ボーダーライン。Neo【下】
きっと幸子が昔出した料理の反応を覚えていてくれたんだ。
そう思って右を向くと、幸子が得意げに微笑んだ。
いただきます、と手を合わせるが、正面に幸子の母親が座っていると思うと、緊張してうまく箸が進まない。

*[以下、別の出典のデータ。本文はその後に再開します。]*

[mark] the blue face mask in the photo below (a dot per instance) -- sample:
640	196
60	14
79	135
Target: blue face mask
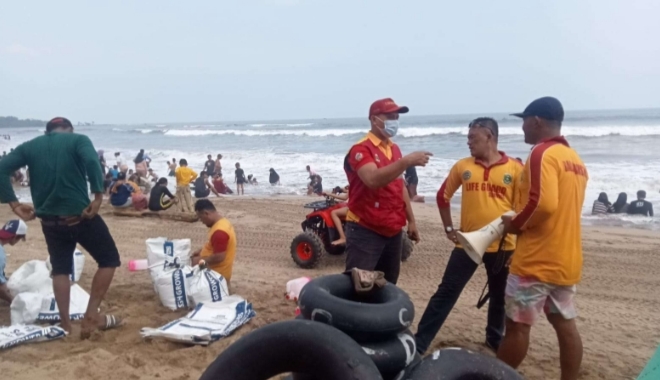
391	127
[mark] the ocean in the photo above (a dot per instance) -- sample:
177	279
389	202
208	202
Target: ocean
621	150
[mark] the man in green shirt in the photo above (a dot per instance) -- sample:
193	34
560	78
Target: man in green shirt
60	162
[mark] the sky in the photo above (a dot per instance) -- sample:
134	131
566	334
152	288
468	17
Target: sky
174	61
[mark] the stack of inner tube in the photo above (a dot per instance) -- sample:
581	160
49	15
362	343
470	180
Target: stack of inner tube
378	321
341	335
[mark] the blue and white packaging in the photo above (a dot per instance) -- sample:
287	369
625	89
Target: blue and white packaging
161	249
78	300
173	285
207	323
207	286
78	265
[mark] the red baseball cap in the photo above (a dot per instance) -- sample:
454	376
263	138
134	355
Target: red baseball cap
386	105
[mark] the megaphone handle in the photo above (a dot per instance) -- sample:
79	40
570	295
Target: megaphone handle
501	257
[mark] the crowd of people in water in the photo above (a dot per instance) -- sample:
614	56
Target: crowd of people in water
640	206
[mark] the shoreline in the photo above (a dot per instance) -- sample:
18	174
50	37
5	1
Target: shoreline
617	299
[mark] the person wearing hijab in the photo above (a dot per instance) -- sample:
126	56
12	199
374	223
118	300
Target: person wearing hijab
140	164
274	178
620	206
102	160
601	205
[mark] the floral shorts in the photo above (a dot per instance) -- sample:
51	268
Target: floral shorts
527	297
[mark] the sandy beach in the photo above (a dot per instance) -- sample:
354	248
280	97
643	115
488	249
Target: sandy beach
618	300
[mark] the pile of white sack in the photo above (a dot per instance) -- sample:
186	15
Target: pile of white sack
34	302
216	314
178	285
32	289
207	323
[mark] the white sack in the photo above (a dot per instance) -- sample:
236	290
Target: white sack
79	299
206	323
207	286
25	308
78	265
14	335
172	286
160	250
33	276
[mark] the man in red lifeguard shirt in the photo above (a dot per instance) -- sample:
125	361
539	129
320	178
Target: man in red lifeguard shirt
379	205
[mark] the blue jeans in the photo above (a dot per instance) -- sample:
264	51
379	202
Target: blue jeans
460	269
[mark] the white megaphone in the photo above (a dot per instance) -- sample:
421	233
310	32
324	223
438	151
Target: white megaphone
476	242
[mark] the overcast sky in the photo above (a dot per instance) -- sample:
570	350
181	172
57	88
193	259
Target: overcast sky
160	61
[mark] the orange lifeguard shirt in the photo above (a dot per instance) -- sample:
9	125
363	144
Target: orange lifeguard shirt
226	267
488	192
552	191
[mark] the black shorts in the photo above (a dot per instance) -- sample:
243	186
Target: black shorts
92	234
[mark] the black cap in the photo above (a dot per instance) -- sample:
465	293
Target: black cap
58	122
547	108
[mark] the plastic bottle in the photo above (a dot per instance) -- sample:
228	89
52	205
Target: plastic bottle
135	265
294	287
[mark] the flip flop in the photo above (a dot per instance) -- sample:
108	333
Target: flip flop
111	322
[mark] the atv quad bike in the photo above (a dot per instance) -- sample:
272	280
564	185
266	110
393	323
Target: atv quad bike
319	231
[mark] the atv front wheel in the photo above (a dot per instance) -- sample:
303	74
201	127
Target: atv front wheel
406	247
307	250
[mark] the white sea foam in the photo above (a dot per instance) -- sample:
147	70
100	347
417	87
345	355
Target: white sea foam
413	131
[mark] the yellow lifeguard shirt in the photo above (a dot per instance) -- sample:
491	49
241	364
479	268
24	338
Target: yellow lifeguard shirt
488	192
551	197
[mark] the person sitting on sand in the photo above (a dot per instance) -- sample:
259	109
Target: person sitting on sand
114	171
157	200
640	206
209	166
315	187
202	186
141	182
140	164
218	165
601	205
107	182
620	206
274	178
220	250
13	232
239	179
220	186
152	175
126	194
338	214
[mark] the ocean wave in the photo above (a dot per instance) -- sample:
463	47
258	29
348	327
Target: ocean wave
412	132
281	125
270	132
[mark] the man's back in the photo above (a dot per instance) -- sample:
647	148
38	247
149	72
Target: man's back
640	207
59	165
552	191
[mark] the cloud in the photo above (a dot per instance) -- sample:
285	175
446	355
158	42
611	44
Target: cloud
18	49
285	3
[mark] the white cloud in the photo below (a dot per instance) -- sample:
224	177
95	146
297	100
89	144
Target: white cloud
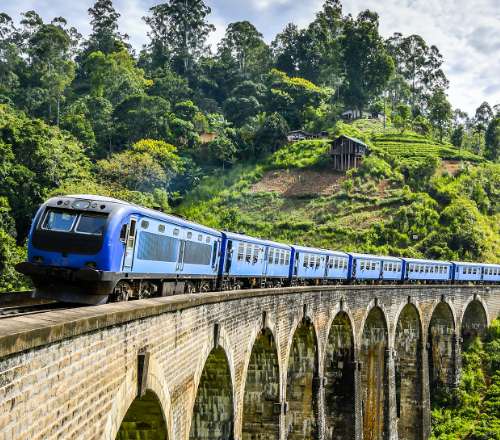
466	32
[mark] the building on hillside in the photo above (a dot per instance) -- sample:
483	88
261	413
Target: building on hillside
301	135
206	137
347	152
353	114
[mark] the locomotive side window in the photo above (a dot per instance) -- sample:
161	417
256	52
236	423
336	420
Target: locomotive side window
92	224
59	221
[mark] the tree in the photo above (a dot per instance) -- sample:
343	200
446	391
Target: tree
419	64
457	136
141	117
368	66
492	139
272	135
105	37
440	112
246	45
179	31
50	54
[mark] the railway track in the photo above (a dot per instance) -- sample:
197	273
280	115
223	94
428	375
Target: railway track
14	311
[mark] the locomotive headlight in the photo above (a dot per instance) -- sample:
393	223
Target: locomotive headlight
81	204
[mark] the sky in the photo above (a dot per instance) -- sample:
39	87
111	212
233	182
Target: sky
467	32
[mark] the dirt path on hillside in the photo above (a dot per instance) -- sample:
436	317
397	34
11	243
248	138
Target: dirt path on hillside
300	183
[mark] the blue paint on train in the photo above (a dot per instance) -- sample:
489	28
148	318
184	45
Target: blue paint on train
91	247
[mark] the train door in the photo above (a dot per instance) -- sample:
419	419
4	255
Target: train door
180	260
265	255
229	256
130	238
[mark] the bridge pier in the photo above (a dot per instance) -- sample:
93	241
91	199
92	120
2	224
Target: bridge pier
352	362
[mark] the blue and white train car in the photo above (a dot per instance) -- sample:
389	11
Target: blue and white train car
376	267
318	264
463	271
427	270
252	262
87	248
491	273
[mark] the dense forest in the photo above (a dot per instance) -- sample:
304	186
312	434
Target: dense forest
156	126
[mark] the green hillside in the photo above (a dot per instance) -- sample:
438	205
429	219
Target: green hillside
401	201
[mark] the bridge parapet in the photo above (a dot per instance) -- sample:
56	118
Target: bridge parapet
75	373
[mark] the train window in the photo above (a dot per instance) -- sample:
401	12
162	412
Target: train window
197	253
154	247
248	253
255	254
59	221
92	224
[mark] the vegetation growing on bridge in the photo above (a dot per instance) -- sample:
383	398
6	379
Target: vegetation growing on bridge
472	412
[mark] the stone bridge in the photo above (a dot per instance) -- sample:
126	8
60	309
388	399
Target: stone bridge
350	362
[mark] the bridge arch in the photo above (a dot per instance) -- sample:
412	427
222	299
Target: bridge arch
213	407
441	346
128	407
374	352
474	319
408	368
261	388
302	382
339	371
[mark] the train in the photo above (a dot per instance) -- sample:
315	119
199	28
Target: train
89	249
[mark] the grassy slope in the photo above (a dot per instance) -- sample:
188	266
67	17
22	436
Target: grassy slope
346	219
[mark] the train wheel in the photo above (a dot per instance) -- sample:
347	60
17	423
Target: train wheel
122	292
204	287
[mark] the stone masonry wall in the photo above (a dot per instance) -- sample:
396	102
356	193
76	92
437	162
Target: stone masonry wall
74	374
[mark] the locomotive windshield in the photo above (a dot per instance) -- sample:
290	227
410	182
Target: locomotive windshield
62	221
70	231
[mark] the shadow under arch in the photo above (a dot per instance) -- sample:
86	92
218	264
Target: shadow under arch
474	322
262	390
339	386
213	414
374	375
409	373
144	420
302	383
441	341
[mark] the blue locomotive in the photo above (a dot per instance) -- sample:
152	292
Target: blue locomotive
90	249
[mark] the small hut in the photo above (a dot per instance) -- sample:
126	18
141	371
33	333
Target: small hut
347	152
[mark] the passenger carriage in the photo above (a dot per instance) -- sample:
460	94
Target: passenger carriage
252	262
86	248
491	273
376	267
317	265
427	270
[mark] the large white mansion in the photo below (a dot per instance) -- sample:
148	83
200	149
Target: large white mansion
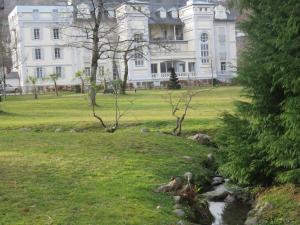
200	35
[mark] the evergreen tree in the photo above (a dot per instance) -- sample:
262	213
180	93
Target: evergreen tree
173	82
261	141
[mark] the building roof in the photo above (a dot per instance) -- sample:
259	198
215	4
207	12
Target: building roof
12	75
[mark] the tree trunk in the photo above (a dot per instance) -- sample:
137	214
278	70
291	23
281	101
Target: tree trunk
125	78
104	86
35	93
82	86
55	86
94	65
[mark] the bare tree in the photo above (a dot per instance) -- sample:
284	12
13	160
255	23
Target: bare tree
54	77
116	85
180	106
81	76
33	80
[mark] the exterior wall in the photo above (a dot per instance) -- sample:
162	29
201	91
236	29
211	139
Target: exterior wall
196	19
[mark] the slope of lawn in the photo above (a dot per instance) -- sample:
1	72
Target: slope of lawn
142	107
92	177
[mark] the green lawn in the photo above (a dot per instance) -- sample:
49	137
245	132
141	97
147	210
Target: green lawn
142	107
92	177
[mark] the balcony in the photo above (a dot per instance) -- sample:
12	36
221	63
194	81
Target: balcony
180	75
166	33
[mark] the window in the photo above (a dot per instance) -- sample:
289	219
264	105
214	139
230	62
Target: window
55	14
223	67
191	67
56	33
39	73
87	71
58	71
138	37
38	54
165	67
139	58
57	53
164	33
222	36
204	37
179	66
35	14
204	48
154	68
36	33
101	70
179	33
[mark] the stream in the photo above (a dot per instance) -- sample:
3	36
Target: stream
228	212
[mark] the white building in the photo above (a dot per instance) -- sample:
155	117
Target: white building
200	36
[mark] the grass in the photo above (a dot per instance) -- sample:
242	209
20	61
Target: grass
92	177
148	107
285	205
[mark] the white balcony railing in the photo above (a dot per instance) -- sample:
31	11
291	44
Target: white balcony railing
180	75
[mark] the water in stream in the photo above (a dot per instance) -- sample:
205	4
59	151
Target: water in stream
228	213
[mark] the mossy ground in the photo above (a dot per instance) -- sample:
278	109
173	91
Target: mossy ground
284	204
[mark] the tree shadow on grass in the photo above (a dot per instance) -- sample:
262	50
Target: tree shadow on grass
3	113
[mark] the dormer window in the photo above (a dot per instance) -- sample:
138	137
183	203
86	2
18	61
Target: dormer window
162	13
83	11
220	12
35	14
55	14
173	13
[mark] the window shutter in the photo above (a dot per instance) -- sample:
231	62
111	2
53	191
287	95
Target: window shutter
53	53
32	33
61	53
63	72
42	54
51	33
41	33
44	72
33	54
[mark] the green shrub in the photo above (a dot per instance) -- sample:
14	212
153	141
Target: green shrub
261	142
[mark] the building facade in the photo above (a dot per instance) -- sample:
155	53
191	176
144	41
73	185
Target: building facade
197	38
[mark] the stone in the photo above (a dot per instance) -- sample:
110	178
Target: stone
145	130
177	198
202	139
188	158
177	206
24	129
180	222
58	130
217	181
230	198
174	185
251	221
216	196
210	158
179	212
188	176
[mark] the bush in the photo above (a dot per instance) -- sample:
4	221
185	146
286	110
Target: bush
261	141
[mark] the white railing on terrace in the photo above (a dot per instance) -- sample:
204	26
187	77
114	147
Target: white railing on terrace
225	75
180	75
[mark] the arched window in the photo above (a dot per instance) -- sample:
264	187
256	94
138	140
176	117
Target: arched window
179	66
139	54
204	48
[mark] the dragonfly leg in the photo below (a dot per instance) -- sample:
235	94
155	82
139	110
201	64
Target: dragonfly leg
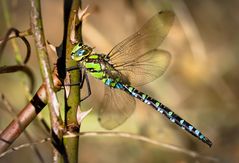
85	77
73	68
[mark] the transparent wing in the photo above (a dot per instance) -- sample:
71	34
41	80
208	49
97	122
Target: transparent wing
116	107
149	37
146	68
134	57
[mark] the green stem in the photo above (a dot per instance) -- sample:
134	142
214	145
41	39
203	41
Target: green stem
71	139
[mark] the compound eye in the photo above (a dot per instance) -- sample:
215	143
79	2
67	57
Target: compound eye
82	52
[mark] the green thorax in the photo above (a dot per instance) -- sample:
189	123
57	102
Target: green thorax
99	67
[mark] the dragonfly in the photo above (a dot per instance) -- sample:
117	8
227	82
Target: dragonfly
133	62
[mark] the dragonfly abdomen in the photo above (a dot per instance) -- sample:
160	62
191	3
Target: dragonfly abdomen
158	106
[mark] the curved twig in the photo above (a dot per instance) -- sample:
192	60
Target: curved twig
17	35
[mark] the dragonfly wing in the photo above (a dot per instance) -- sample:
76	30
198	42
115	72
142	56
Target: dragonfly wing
145	68
149	37
116	107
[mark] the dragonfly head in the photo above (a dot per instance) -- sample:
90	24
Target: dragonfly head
80	51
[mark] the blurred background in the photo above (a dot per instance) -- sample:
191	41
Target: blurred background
201	83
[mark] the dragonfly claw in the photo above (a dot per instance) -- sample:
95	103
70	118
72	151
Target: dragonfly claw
83	14
81	115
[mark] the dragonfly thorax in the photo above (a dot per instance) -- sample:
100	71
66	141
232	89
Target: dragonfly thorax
80	51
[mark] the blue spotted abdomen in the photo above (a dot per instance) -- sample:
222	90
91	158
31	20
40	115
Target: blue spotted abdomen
165	111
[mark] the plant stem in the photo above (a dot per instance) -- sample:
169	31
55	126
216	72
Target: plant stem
38	34
71	138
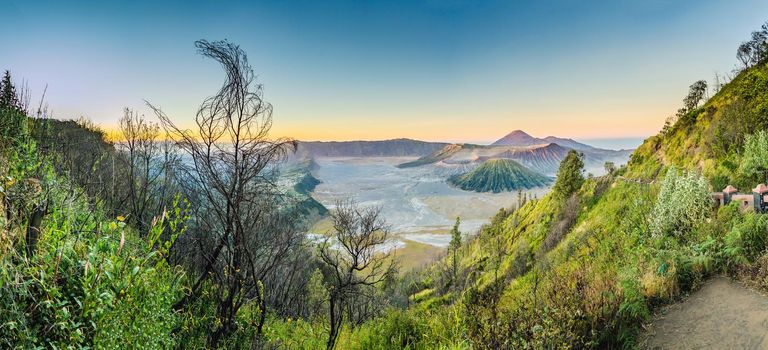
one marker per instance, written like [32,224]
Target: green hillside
[586,267]
[499,175]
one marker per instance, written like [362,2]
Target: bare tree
[147,163]
[241,236]
[353,259]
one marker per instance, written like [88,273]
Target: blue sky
[435,70]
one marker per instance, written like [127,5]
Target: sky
[463,71]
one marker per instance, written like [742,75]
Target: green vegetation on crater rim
[499,175]
[124,246]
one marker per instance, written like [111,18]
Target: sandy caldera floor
[721,315]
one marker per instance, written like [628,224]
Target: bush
[683,202]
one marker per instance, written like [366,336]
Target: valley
[418,201]
[422,187]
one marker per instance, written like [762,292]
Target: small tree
[570,175]
[454,247]
[683,201]
[696,93]
[9,99]
[744,54]
[353,259]
[13,120]
[755,159]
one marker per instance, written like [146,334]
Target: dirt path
[721,315]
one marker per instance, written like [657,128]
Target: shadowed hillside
[499,175]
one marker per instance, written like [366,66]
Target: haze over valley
[424,186]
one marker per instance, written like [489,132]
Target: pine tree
[569,176]
[454,246]
[8,97]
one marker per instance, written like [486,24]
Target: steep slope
[519,138]
[385,148]
[435,157]
[544,159]
[583,269]
[499,175]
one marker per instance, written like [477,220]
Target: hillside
[587,267]
[519,138]
[543,158]
[386,148]
[499,175]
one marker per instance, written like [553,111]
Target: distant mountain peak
[517,138]
[520,138]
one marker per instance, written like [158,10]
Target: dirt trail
[721,315]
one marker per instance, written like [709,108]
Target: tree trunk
[33,229]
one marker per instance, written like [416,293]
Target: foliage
[754,162]
[570,175]
[684,201]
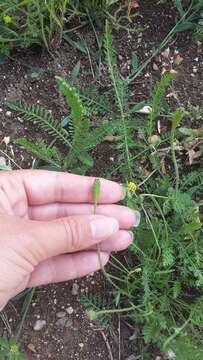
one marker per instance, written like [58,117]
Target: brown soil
[83,340]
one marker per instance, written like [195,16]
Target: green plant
[162,288]
[78,138]
[30,22]
[9,349]
[194,19]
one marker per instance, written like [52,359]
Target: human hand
[48,232]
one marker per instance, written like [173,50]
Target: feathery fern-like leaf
[41,150]
[43,118]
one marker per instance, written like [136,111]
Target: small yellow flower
[132,186]
[7,19]
[14,349]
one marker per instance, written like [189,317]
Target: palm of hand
[35,237]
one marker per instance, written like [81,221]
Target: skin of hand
[48,232]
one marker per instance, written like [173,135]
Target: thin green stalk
[169,36]
[28,301]
[153,231]
[174,159]
[96,194]
[117,311]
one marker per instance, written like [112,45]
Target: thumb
[69,234]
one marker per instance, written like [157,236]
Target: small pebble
[31,347]
[69,310]
[64,322]
[39,324]
[8,113]
[75,289]
[61,314]
[170,355]
[132,357]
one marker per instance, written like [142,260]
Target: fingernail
[131,235]
[104,227]
[104,257]
[124,192]
[137,218]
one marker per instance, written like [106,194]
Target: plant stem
[27,303]
[174,159]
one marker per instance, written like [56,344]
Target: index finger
[45,187]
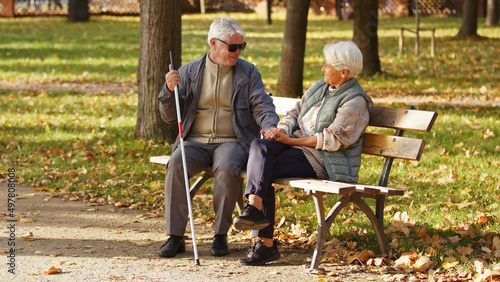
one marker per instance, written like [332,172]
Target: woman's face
[333,76]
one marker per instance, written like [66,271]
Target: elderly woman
[320,137]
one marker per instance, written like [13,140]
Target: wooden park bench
[388,146]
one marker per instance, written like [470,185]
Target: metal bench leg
[376,220]
[324,225]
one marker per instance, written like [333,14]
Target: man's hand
[272,133]
[172,79]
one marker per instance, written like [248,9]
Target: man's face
[220,54]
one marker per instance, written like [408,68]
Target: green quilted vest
[342,165]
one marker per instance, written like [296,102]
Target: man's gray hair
[223,28]
[344,55]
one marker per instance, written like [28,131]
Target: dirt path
[105,243]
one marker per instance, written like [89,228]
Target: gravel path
[105,243]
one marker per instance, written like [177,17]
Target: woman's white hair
[344,55]
[224,28]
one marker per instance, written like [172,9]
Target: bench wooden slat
[319,185]
[393,146]
[370,189]
[404,119]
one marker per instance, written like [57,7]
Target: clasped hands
[277,134]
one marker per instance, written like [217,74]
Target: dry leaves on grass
[52,270]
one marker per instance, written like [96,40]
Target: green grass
[83,141]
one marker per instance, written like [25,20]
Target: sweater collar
[213,67]
[334,91]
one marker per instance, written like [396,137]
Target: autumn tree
[78,10]
[293,49]
[469,19]
[365,34]
[160,32]
[492,12]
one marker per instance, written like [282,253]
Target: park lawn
[83,141]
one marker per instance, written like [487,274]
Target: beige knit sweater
[213,121]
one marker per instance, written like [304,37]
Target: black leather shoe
[174,245]
[258,254]
[251,218]
[219,246]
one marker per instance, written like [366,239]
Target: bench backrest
[389,146]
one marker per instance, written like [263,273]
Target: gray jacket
[252,109]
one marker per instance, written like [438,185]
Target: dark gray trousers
[267,161]
[227,161]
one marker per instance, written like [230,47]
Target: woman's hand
[172,79]
[272,133]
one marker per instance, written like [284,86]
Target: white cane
[186,178]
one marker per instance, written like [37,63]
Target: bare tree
[78,10]
[469,19]
[293,49]
[365,33]
[160,29]
[492,12]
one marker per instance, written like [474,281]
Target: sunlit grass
[84,141]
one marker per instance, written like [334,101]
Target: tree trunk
[8,8]
[365,34]
[78,10]
[469,18]
[293,49]
[338,8]
[160,29]
[492,12]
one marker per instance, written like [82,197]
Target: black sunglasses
[234,47]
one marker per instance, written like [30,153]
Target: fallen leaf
[423,263]
[449,263]
[144,242]
[52,270]
[295,261]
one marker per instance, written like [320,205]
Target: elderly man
[224,107]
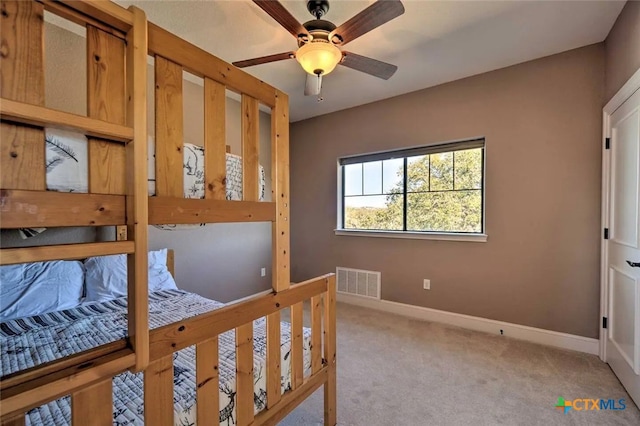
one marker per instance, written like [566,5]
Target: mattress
[30,341]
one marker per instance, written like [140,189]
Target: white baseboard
[516,331]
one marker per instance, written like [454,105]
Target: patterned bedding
[30,341]
[67,171]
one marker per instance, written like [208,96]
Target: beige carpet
[394,370]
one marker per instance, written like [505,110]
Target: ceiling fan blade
[276,10]
[372,17]
[313,85]
[368,65]
[264,59]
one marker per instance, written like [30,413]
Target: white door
[623,260]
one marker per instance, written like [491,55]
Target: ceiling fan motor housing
[318,8]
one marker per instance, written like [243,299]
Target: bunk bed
[118,44]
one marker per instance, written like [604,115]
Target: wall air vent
[358,282]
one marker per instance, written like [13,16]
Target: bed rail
[203,331]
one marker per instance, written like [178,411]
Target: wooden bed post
[330,391]
[136,198]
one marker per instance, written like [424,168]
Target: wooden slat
[330,395]
[250,148]
[24,376]
[33,209]
[22,151]
[203,64]
[166,210]
[215,164]
[280,192]
[35,115]
[274,356]
[244,374]
[297,361]
[207,382]
[137,207]
[291,400]
[158,392]
[169,129]
[173,337]
[106,92]
[78,17]
[105,11]
[12,256]
[15,420]
[171,260]
[95,403]
[43,389]
[316,333]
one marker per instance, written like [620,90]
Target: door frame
[625,92]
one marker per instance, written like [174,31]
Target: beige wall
[542,123]
[622,49]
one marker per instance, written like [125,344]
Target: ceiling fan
[318,40]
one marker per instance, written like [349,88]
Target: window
[430,189]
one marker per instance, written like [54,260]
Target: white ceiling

「ねぇ、檜。このシュウマイ、あたしが作ったんだよ?」
「あ、そうなんだ。じゃあ貰おうかな」
「取ってあげるね?」
僕の空気を察し、幸子が小皿に入れてくれる。幸子の実家で僕は完全にアウェーな存在なので、こういう気配りが嬉しい。
「檜くんは……今日は車だったかな?」
ビール瓶を片手に、彼女の父親に話し掛けられた。自然と背筋が伸びる。
「あ、はい。駅前に停めていまして」
「そうかぁ」
しょげる父親に、「お父さんお醤油取って」と母親が頼んでいる。
特にこれといった会話もないまま、食事が終わり、僕は考えていた。
ーーしまったな。食事中に言うべきだったかな?
幸子さんと結婚させて下さい、と切り出すタイミングが掴めず、ごちそうさまと手を合わせていた。
「先日の記者会見、拝見致しましたよ?」
ーーえ、あ。
急に母親から話を振られ、居住まいを正す。
「あ、本当ですか。恐縮です」
母親は、ふふっと笑みをもらした。